The joke I heard on Saturday night proved prophetic. What was the difference between Labor and a Tarago? The car would still have eight seats in the morning. Sure enough as the night progressed, the Queensland election carcrash got worse for Labor. When I caught up with the ABC tally around 6.30pm (Qld time) they were projecting 13 or 14 seats which was in line with most people’s worst assumptions. But as I watched, that number went steadily down. When it got to 4 with the possibility that even Anna Bligh could lose, a total whitewash seemed not beyond the bounds of possibilities. By the end of the night, Antony Green and co were predicting six or seven, arguably a full 150 percent better.

With official party status still in doubt, not many Labor supporters were seeing the bright side of this. Labor have dominated Queensland since the end of the Joh era and won eight consecutive elections coming into 2012 (the Rob Borbidge interregnum was the result of a by-election). They were slowly coming down from their 2001 high water mark. They took 66 out of 89 in 2001, 63 in 2004 and 59 in 2006 as the long side took forever to get momentum. In 2009 Labor had a swing of 5 percent against them and polled less than one percent more than the LNP in their first election. But they carried 51 seats to 34. Almost from the moment the Bligh Government took office, the electorate decided 2009 was the last roll of the dice.

In 2012 the percentages would favour the LNP in more ways than one. After three successive defeats for Lawrence Springborg, the party became gradually more urban. John-Paul Langbroek brought the leadership to the beach before party president Bruce McIver catapulted it into the heart of Brisbane with Campbell Newman. Through his own dedication during the 2010-2011 floods as Mayor of Brisbane, Newman was able to counter the one attribute Anna Bligh had going for her – a great wartime leader. Labor decided to push enormous resources into defeating Newman in Ashgrove – or at least tying him down there - while ignoring the dangers in the LNP’s own decapitation strategy that saw three future leaders Fraser, Hinchliffe and Dick a good chance of losing their seats.

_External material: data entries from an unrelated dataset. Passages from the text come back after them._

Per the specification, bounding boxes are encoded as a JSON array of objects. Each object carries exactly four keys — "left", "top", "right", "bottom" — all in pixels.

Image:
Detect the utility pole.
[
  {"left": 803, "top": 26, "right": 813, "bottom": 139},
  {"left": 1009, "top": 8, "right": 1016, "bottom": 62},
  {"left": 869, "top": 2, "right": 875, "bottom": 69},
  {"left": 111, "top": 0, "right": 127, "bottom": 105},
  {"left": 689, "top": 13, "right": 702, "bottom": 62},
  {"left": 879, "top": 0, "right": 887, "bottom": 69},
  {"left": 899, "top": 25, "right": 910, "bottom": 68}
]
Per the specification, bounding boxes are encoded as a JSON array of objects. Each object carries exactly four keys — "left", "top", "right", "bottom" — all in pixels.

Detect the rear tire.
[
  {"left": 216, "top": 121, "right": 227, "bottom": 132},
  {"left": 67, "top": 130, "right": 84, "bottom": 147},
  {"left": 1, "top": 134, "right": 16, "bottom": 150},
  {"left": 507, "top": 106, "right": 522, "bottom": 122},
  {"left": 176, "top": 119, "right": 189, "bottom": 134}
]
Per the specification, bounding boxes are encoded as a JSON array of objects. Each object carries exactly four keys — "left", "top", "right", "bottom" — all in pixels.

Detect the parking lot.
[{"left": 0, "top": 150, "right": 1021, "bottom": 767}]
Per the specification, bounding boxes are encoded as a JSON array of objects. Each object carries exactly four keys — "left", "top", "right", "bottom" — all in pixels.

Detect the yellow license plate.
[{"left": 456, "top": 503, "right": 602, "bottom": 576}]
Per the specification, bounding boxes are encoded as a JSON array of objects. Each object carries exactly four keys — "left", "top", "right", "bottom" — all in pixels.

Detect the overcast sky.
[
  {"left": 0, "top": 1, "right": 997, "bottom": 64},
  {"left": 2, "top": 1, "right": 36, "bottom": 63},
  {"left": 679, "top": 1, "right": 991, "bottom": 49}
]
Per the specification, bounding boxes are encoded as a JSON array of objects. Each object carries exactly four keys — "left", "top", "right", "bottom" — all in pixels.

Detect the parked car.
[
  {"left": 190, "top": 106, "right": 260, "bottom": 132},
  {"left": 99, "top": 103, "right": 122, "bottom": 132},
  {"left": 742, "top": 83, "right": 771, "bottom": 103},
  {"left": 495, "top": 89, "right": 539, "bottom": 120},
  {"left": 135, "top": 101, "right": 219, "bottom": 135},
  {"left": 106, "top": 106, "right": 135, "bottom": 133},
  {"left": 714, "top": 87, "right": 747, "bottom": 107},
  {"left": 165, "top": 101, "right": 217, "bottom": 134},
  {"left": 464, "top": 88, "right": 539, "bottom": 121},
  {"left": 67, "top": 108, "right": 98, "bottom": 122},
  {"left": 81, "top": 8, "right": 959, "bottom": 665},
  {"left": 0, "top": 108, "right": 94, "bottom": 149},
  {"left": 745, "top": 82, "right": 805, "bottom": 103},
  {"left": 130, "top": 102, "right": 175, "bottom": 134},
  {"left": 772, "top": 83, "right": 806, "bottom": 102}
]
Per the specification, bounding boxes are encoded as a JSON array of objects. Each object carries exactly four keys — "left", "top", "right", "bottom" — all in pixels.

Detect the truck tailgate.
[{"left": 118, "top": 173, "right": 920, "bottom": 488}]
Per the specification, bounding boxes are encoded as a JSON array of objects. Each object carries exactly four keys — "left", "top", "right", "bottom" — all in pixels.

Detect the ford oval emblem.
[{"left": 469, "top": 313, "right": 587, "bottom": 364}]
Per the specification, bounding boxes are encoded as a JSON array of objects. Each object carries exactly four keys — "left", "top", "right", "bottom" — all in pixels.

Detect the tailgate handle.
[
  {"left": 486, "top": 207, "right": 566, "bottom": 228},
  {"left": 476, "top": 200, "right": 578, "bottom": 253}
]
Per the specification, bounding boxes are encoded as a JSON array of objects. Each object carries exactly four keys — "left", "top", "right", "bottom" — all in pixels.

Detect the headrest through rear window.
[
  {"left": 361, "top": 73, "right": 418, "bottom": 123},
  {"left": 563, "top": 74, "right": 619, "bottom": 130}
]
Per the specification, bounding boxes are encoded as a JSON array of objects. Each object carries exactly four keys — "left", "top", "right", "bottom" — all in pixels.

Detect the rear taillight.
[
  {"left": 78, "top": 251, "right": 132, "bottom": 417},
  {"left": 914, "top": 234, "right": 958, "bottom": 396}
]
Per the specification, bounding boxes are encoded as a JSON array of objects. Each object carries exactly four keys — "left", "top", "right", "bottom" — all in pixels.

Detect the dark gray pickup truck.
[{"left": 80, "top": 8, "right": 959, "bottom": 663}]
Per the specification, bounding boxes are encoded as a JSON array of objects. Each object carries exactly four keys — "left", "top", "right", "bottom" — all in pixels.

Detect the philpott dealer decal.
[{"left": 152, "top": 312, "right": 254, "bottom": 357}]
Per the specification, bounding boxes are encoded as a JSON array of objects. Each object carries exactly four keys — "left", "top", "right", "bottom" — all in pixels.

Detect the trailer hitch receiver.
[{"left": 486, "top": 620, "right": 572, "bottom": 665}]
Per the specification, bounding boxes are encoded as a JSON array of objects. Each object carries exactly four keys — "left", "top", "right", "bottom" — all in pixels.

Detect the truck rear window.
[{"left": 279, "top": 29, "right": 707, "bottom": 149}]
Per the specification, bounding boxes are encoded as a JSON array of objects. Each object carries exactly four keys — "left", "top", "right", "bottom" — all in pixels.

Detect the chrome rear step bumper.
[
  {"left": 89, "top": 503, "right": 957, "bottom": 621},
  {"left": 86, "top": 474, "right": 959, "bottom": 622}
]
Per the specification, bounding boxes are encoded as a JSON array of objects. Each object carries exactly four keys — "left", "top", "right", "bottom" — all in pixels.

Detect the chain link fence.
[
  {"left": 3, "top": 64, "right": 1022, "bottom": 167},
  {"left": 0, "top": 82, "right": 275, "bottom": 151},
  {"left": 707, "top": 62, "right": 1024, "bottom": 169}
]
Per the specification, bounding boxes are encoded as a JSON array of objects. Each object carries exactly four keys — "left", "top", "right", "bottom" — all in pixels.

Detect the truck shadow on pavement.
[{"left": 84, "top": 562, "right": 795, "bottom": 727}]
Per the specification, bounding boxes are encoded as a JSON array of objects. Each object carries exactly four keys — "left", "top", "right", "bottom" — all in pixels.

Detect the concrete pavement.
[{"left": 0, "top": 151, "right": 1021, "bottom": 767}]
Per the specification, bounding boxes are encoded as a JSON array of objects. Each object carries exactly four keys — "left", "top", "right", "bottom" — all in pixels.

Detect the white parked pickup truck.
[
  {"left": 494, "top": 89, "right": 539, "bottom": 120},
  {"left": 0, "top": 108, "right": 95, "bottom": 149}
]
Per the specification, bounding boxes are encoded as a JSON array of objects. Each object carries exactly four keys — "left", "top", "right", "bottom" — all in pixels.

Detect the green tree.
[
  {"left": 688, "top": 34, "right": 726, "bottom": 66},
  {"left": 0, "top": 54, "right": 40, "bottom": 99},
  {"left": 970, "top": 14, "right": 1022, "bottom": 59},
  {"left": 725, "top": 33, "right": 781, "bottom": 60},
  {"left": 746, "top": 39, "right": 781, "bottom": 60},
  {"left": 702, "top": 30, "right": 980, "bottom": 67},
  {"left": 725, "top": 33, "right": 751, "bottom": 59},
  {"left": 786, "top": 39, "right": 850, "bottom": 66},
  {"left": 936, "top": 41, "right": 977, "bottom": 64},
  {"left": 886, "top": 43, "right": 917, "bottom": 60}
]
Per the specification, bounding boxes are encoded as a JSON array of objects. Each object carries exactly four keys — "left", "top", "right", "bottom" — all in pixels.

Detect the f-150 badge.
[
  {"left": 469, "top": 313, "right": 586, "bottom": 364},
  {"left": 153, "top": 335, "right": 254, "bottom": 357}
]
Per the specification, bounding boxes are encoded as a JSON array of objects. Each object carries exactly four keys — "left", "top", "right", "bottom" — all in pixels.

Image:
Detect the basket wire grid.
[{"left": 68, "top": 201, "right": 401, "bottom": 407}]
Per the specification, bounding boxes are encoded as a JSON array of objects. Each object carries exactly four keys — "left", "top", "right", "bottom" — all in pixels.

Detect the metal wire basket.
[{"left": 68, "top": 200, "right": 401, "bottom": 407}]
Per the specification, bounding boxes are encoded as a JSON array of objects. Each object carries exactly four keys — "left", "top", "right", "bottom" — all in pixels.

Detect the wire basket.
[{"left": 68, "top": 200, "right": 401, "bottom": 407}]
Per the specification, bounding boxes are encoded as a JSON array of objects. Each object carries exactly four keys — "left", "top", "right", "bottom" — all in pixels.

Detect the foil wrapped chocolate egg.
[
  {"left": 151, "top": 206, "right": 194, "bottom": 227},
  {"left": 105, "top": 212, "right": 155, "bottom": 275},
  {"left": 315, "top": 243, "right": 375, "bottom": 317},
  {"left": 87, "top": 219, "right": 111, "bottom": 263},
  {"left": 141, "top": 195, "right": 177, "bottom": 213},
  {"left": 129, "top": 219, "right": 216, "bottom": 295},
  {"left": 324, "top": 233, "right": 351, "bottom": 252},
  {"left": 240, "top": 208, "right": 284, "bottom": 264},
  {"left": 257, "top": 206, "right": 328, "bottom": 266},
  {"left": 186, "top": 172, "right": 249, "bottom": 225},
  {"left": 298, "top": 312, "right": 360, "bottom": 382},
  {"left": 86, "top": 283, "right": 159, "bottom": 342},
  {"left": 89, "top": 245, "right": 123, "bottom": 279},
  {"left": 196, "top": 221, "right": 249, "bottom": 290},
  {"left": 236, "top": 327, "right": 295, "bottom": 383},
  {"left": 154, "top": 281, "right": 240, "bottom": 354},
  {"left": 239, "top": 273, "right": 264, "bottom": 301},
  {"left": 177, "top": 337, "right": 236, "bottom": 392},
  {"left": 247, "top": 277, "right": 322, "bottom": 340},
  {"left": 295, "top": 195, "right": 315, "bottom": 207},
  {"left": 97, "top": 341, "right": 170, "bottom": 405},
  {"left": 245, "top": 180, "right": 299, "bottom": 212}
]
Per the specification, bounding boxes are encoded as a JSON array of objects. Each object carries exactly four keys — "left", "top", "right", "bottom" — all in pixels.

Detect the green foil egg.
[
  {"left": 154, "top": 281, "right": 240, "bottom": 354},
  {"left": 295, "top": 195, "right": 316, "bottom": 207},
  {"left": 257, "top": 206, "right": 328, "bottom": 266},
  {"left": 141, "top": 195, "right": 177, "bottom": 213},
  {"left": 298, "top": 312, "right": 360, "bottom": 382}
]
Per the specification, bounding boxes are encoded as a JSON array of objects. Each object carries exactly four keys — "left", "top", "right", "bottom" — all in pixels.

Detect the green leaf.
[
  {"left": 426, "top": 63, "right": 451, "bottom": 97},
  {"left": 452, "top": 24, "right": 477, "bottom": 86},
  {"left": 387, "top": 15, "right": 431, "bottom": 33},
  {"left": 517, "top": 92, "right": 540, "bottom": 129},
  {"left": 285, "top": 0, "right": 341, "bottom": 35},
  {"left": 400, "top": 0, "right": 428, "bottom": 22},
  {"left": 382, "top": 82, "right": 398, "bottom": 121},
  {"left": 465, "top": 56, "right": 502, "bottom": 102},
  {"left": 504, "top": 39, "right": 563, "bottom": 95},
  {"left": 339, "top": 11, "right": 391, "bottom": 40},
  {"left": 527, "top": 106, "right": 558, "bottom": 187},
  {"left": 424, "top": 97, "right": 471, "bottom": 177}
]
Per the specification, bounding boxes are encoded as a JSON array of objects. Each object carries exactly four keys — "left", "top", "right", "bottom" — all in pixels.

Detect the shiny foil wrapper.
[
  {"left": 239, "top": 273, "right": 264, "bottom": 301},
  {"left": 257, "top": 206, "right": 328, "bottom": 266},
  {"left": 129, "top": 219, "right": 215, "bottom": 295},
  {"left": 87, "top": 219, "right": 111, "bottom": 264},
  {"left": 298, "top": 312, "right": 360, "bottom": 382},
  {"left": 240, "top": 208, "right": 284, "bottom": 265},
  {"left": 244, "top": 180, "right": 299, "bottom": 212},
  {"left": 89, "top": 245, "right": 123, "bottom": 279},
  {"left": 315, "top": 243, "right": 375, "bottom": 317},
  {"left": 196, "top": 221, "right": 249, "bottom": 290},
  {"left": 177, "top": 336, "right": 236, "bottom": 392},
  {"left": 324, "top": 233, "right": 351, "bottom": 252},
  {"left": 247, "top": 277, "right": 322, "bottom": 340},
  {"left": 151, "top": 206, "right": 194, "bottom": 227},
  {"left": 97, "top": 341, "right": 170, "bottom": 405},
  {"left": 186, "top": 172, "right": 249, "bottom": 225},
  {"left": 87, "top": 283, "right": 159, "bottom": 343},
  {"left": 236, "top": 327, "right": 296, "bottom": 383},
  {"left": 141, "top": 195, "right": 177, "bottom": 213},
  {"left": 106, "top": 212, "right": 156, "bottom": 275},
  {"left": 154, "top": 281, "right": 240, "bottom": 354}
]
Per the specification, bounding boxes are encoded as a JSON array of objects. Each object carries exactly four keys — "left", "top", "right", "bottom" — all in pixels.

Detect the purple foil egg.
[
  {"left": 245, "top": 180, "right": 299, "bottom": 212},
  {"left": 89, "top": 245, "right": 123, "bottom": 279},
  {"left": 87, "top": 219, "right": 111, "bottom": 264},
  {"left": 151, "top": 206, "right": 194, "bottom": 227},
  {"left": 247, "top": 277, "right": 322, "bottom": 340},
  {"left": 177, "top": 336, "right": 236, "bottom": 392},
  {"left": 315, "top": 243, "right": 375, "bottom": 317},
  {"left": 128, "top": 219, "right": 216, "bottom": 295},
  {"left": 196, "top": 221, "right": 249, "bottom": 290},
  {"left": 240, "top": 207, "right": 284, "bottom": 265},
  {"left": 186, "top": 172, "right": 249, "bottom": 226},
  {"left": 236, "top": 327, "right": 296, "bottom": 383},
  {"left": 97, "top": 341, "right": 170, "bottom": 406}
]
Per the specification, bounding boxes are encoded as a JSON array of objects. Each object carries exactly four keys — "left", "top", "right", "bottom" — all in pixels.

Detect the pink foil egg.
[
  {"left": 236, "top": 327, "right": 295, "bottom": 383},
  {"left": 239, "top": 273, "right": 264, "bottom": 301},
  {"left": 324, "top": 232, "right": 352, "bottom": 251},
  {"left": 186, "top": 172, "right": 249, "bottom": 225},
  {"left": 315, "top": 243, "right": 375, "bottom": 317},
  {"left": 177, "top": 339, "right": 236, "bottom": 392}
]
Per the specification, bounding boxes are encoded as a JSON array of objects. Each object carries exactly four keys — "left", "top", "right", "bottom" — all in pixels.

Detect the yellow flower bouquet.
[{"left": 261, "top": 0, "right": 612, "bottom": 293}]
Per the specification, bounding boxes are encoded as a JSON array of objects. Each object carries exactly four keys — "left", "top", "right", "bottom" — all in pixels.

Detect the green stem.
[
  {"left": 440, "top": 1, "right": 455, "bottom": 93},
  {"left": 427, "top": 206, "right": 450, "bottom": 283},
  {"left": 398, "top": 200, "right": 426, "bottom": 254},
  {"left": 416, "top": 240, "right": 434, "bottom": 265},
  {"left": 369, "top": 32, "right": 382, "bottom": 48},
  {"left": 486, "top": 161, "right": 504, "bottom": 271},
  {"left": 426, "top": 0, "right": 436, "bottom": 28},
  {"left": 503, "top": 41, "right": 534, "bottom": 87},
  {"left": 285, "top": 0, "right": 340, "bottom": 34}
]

In the end none of it worked for Labor.The swing was a further 15 percent and 51 seats became 7 in a state-wide bloodbath. Nine cabinet ministers lost include Fraser, Hinchliffe and Dick. The seat of Rockhampton and a few working class suburbs of Brisbane and Ipswich was all that survived. The LNP will end up with 78 or so of 89 and Queensland is precious close to becoming a one party state. As William Bowe said, this is not a happy state of affairs with Queensland’s parliamentary sessions possibly resembling those of the Supreme Soviet of the USSR. Bowe said the Opposition will also be unable to fulfil its committee obligations and has no Senate to beef up the numbers.

Such unfettered power is unlikely to entirely suit the LNP either. There is a large, restless and untried team with which to fill the ministries. MPs in seats like Brisbane, Ipswich and Waterford will know they are on borrowed time and their demographics will mean a swing back to Labor in 2015. Nevertheless these are good problems for Newman. He has ten times as many seats as Labor who will have meagre resources to fight the next election mostly from outside parliament.

Their supporters are still in a state of shock, wondering how a disaster of this magnitude could occur. Denis Atkins nailed much of the late swing away today to Labor’s shocking campaign. Bligh’s attack on Newman under parliamentary privilege was so poor, the LNP used it in their mocking ads. And Labor’s own last minute ads “don’t give them too much power” was pathetic beyond belief. The Federal Government is looking on in horror as it sees the Ghost of Christmas Future in their own Queensland tilt though it is dangerous to draw too many Federal conclusions.

Meanwhile State Labor’s magnificent standing seven may even diminish further before it recovers. Anna Bligh’s inevitable resignation puts her knife edge seat on the chopping block with defeated cabinet ministers ruling themselves out of a second tilt. Who would want to rule this rabble? As Atkins said, Labor has been eaten by its own political obsession. They deserve the 15 years "they will spend in their long, cold winter,” Atkins wrote. That may be no bad thing. Queensland will be a very different place in 2032 and different parties and ideologies are required to face the many 21st century challenges. The state Labor parties across Australia do not appear to have a coherent strategy to face these times.